As we predicted in September 2010, with the Employee Free Choice Act stalled in Congress, a majority of the National Labor Relations Board (the “Board”) has taken the opportunity to overturn two key employer-friendly decisions from the Bush-era Board, boosting the prospects for union card check campaigns.
In Lamons Gasket, the Board overturned its 2007 decision in Dana Corp, which held that when an employer agrees to voluntarily recognize a union based upon a card check, dissenting workers could unwind the results of a successful union card check campaign, as long as the dissenters filed a decertification petition no more than 45 days from the date of receiving notice of the employer’s recognition of the union. Under Dana, employers were required to post a notice for employees informing them of these rights. In overturning Dana and returning to its decision in Keller Plastics, the Board reinstituted the voluntary recognition bar, which holds that employers, employees, and rival unions must wait for a “reasonable time” (usually around 6 months) after a company’s voluntarily recognition of a union before seeking to decertify it, thus protecting that newly formed relationship between the employer and the union from challenge. The Board also held that this “new” rule will be applied retroactively to all pending cases except those in which an election was held and the ballots have been opened and counted.
According to the Board summary, Lamons Gasket “focuses on the new bargaining relationship created by an employer’s voluntary recognition of a union based on a showing of support by a majority of employees” and “returns the Board to the law as it existed before Dana Corp.” The majority found that “empirical evidence acquired since 2007” demonstrated that the Dana Corp. majority’s concern of union coercion in card signing campaigns was unwarranted, and returned to the Keller Plastics’ “reasonable time” standard. The Board did change Keller Plastics in one important respect by precisely defining the reasonable time during which the voluntary recognition bar would apply. The Board held that the bar would apply during a “reasonable period of bargaining” of “no less than 6 months after the parties’ first bargaining session and no more than 1 year” after that session.
In UGL – UNICCO Service Co., the Board majority also overruled MV Transportation, reinstating the “successor bar” and greatly curtailing employees’ ability to challenge a union’s status after the merger or sale of a company. In MV Transportation, the Bush-era Board had created an immediate window after a sale or merger to allow the union’s status to be challenged by 30% of employees, the new employer, or a rival union, reversing a Clinton-era Board decision protecting the union’s status for a “reasonable time” after the merger or sale.

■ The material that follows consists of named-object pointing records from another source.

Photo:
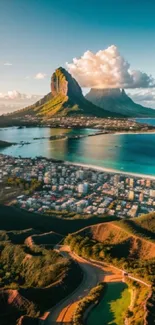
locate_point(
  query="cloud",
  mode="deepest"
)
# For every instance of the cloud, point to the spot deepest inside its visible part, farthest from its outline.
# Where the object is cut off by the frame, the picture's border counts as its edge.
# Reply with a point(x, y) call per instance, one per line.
point(7, 63)
point(107, 69)
point(40, 75)
point(144, 97)
point(13, 100)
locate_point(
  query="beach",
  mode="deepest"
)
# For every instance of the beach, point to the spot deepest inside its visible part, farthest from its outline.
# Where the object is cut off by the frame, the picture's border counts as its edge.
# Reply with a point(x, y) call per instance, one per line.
point(111, 171)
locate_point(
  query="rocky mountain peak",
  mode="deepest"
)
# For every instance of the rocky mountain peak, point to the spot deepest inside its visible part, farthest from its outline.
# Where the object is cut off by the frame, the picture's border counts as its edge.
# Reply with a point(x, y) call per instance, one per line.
point(63, 83)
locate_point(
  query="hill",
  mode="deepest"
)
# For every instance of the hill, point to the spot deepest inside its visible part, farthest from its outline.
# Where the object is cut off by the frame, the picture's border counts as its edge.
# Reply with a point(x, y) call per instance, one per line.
point(117, 101)
point(120, 242)
point(65, 99)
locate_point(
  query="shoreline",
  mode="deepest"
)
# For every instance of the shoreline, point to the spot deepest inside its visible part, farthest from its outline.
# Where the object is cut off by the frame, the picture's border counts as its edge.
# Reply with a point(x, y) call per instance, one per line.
point(89, 166)
point(111, 170)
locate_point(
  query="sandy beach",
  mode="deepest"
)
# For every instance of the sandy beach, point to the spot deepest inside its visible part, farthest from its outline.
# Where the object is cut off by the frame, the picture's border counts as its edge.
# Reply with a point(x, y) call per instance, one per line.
point(111, 171)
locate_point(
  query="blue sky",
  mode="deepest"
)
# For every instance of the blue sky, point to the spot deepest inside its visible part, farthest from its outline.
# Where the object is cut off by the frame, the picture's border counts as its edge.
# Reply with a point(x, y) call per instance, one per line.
point(37, 36)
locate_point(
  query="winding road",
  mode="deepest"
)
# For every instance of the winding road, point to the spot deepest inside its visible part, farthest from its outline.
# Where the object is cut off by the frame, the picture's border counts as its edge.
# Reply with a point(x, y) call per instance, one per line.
point(93, 274)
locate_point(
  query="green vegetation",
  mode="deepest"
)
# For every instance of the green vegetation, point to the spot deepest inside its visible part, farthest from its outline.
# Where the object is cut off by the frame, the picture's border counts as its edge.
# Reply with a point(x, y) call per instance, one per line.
point(113, 306)
point(90, 248)
point(22, 267)
point(136, 312)
point(92, 299)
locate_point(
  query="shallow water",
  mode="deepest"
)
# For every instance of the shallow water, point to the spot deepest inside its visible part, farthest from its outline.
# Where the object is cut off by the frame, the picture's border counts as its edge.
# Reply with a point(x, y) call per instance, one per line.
point(125, 152)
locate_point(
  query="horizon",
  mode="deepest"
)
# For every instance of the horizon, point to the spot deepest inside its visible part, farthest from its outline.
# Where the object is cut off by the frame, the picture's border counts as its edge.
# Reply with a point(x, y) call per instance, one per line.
point(39, 37)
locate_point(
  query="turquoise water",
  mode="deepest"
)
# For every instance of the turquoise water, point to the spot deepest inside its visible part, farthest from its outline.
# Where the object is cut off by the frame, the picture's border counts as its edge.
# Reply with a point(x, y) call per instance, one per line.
point(126, 152)
point(150, 121)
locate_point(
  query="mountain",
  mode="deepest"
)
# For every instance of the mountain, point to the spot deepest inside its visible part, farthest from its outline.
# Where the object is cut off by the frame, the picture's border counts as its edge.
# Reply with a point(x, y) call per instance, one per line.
point(65, 99)
point(117, 101)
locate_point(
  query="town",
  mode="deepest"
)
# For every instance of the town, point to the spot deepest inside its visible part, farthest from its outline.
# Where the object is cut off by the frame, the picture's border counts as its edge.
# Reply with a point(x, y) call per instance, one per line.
point(41, 185)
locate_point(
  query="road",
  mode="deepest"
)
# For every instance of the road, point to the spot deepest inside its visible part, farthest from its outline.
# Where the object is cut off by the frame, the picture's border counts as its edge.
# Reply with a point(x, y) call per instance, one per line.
point(93, 274)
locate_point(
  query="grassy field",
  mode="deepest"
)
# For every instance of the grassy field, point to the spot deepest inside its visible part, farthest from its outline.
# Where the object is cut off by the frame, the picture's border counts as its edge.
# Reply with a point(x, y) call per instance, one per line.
point(112, 307)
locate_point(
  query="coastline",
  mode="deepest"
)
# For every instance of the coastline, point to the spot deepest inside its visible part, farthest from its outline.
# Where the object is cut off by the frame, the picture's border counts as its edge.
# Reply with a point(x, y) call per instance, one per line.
point(111, 171)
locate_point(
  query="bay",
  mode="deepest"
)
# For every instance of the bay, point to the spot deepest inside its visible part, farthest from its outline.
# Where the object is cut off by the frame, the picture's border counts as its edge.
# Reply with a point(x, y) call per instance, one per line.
point(125, 152)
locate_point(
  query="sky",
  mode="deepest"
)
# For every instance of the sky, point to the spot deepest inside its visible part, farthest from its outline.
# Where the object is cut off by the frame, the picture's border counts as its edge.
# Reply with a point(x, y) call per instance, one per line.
point(38, 36)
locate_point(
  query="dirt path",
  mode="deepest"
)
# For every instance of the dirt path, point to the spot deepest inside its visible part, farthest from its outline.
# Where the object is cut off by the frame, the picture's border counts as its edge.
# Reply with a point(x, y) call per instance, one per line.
point(93, 273)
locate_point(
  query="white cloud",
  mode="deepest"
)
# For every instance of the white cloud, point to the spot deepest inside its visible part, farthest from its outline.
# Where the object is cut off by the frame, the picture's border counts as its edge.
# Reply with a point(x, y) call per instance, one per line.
point(144, 97)
point(107, 69)
point(13, 100)
point(7, 63)
point(40, 75)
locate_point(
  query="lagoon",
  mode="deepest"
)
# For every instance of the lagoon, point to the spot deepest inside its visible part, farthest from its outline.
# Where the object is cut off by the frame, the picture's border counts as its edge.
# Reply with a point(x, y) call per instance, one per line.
point(134, 153)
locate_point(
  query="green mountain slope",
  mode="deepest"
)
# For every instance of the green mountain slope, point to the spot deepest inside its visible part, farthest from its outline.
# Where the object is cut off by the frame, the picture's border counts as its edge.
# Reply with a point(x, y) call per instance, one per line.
point(117, 101)
point(65, 99)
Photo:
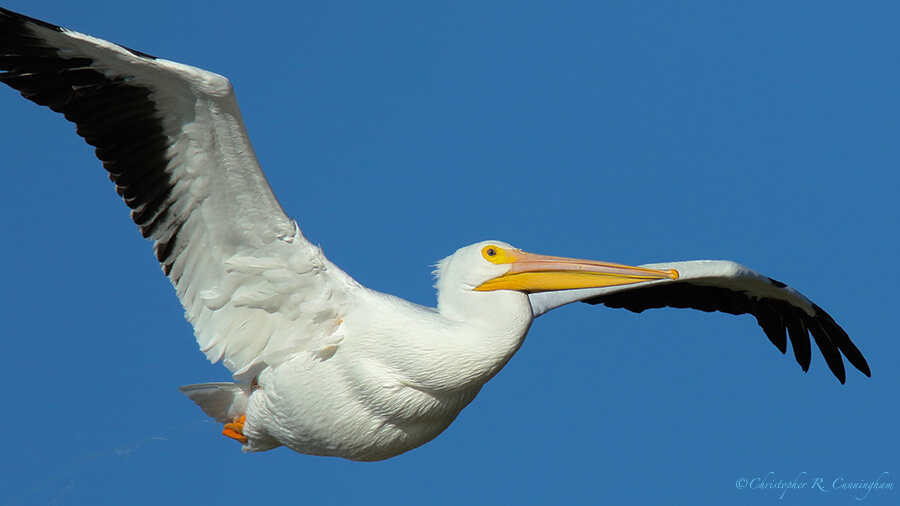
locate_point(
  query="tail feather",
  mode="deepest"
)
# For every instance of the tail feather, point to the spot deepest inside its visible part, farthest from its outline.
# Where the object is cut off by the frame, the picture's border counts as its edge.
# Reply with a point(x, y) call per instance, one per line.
point(222, 401)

In UGL-UNICCO Service Co., the Board retroactively reinstated the successor bar for the same “reasonable period of bargaining” of between 6 months and 1 year as outlined in Lamons Gasket.
In the Board’s only nod to employers in either decision, the majority shortened the related “contract bar” period in certain situations where both it and the successor bar applied, allegedly so that a union would not have a “prolonged insulated period.” In his dissent, Member Hayes noted that this change still meant that “employees could have their right to raise a question concerning the union’s continuing representative status foreclosed for as much as 4 years.”
Lamons Gasket and UGL-UNICCO Service Co. return the Board to reinforced versions of its pre-Bush era rules concerning employees’ rights to challenge a union’s representative status. These decisions will likely enable unions to target management or workers more effectively through card checks and other organizing campaigns without the need to resort to a Board-conducted secret ballot election, effectively elevating voluntary recognition to the same significance as an election. Employers should take note that in both voluntary recognition and sale/merger situations, it is the parties’ first bargaining session that starts the clock ticking on the “reasonable period of bargaining.” Thus, employers may want to avoid delaying that initial meeting with a newly recognized union.